The launching is set for the 18th of July, the opening of the 10th International Chocolate e Cocoa Festival which is held annually.
Currently, 20 properties are set to be opened to tourists. The goal is for the circuit to include as many as 50 participating farms.
|Caio Ferrari / Folhapress|
Sebrae provided consulting to the farmers and personnel capacitation services, according to Marco Lessa, the festival organizer and spokesperson for the route.
The State Government invested R$ 400 thousand (US$ 103 thousand). Resources were invested in highway signage and the creation of a site (estradadochocolate.com.br/site) and an app.
The goal is to attract partners from the private sector to improve access to farms that are farther removed and to provide cellular phone coverage in the region.
|Pods at various stages of ripening|
Tourism could be an alternative for saving the city's economy which collapsed in the decade of the 90's after local farms had been decimated by the Vassoura-de-Bruxa (Witch-Broom) plague.
Since then, some producers have been able to recuperate their crop cultivation and are successfully marketing fine cocoa, which is ideal for the production of special chocolates. But recuperation and growth have been slow.

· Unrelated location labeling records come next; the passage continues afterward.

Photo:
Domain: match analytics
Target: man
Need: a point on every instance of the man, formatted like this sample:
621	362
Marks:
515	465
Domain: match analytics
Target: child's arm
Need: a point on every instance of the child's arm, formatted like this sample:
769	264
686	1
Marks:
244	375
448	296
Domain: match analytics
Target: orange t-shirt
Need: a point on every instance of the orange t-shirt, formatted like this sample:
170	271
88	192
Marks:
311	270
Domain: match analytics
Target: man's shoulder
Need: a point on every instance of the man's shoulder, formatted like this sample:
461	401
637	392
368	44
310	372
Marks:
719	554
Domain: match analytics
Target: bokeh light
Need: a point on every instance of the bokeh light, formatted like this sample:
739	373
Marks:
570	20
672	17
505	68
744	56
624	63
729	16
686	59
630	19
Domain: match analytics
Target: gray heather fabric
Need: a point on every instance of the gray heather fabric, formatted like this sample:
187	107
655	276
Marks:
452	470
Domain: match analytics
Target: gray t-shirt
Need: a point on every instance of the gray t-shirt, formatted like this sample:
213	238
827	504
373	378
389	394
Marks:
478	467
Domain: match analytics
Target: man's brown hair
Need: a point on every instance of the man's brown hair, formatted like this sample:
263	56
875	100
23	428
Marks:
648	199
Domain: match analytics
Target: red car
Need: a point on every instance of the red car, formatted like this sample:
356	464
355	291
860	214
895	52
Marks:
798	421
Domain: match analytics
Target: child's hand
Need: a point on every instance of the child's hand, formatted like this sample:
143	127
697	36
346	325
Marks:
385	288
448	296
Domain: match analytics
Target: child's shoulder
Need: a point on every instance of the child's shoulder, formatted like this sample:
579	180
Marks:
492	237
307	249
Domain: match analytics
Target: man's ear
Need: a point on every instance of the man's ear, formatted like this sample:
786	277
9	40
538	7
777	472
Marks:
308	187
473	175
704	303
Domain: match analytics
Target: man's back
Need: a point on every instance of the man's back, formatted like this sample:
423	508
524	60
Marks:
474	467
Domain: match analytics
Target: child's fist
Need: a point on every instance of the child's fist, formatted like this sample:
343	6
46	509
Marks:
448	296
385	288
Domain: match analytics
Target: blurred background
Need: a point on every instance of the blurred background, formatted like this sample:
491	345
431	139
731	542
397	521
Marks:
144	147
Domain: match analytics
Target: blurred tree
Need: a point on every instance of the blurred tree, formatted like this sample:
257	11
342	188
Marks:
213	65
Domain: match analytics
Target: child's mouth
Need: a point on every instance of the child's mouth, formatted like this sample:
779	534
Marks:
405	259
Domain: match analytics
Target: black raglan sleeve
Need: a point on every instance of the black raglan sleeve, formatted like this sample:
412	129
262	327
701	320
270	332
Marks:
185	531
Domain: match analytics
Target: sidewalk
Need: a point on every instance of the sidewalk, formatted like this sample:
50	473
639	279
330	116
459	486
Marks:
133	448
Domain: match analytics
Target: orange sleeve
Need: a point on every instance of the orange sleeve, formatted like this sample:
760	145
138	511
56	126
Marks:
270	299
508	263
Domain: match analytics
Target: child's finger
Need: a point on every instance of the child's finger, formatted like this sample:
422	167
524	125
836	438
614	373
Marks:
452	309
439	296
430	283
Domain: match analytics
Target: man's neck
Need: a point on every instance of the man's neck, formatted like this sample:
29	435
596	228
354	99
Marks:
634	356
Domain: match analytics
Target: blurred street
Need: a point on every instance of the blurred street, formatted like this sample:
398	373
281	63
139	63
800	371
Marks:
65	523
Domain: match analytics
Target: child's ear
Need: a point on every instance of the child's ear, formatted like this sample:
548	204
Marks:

Centuries-old Grand Houses, some of which have been featured in films and tele-novellas, can be visited inside. In some of them, tourists can sample typical dishes from the region.
Tourists will be able to watch the harvesting and, in the middle of the forest, to drink cocoa honey, which flows from the pulp of the fruit, as well as follow the steps of chocolate production and try out the finished product.
|Farm Capela Velha, in Ilhéus|
The cocoa trees are planted among the native trees, so walking about is in the natural wilderness. This planting method guarantees appropriate levels of humidity and shade for the cocoa trees and contributes to the preservation of the Atlantic Forest.